In the first major update to its Carousel photo backup app, Dropbox is adding albums and expanding the app's presence to iPads, Android tablets, and the web.

It's a logical move for Carousel to grow its footprint, which was previously limited to smartphones, especially when these new platforms offer larger screens that are more conducive to browsing and sharing photos. The iPad app and website are both available Thursday, and a version for Android tablets will follow in a few weeks, according to the cloud storage company.

But for a photo app, the addition of albums–first rolling out to Android phones and then to other devices in the coming weeks–hardly seems like news. If anything, it makes you wonder if this was a major oversight that Dropbox's photos team is finally addressing. But it turns out that the absence of albums until now was entirely intentional.

When CEO Drew Houston showed off Carousel at a media event in April, he brought out a slide projector to illustrate a pain point about storing and organizing photos: They're trapped and siloed off in various devices, including phones, tablets, computers, and even trays of slides.

CEO Drew Houston at Carousel's launch eventPhoto: Alice Truong for Fast Company

The premise for Carousel was that it should be an effortless, seamless way to organize photos living across any and all devices a person owned, owns, or will ever own. To that end, Carousel automatically backs up photos from devices' camera rolls to users' Dropbox accounts and organized them chronologically.

A key feature that makes it easy to browse snapshots–not to mention, rediscover old memories–is the speed scroller, an unobtrusive timeline at the bottom of the screen that lets users quickly jump to a point in time or scroll through months, even years, of photos, without the endless flicking of the screen required in apps that make you thumb through photos vertically. "When you have your entire life's worth of memories on here like this," Chris Lee, product manager on Dropbox's photos team, told me while demonstrating the app, "it's hard to scroll and scroll and scroll."

Though Dropbox aimed to create an effortless photo backup and sharing experience, not all Carousel users wanted to be so hands-off. (The company said it has more than 300 million users for the Dropbox service overall, but declined to break out figures for Carousel.) They wanted to organize photos in non-chronological ways–for example, to have all their food porn shots or summer vacations in one easy-to-find place. In short: They wanted albums.

"We like to make things as simple as possible," Lee says. "That's why we started with automatic organization, so you didn't have to do anything to group photos into events. This is great at organizing based on time.

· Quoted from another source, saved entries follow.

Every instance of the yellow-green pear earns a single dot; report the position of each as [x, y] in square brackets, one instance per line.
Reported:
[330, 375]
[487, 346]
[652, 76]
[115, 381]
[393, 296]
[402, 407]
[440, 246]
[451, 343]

Albums are great at organizing across time."

Carousel's speed scroller on bottom of screenPhoto: courtesy of Dropbox

Since Carousel's release, the photos team, comprising 35 engineers, rolled out updates to reduce the number of steps needed to share an image and added support for Instagram and Whatsapp. For its latest refresh, Carousel also cleaned up the user interface on its mobile apps to reduce white space and leverage face-detection technology to enlarge and highlight photos with people in them.

Though Dropbox aims to help preserve people's memories, it's worth noting that its photo strategy will ultimately feed into the company's bottom line. The more photos people store on its servers, the more cloud storage they'll ultimately need. After all, image organization aside, one of the most compelling reasons for using Carousel is that photos hog up a lot of precious space on smartphones. (Lee declined to comment on Dropbox's strategy or note how many photos have been backed up via Carousel.)

Lee admits that Carousel is still far from perfect. For example, though trapped white space has been pushed out of its mobile apps, it's still present in the web version. With more robust imaging technology, he said Carousel could also potentially create smart albums that automatically organize photos by certain themes, such as food.

"There's a lot more we want to do to get to Carousel being the home for all your photos and videos," he says.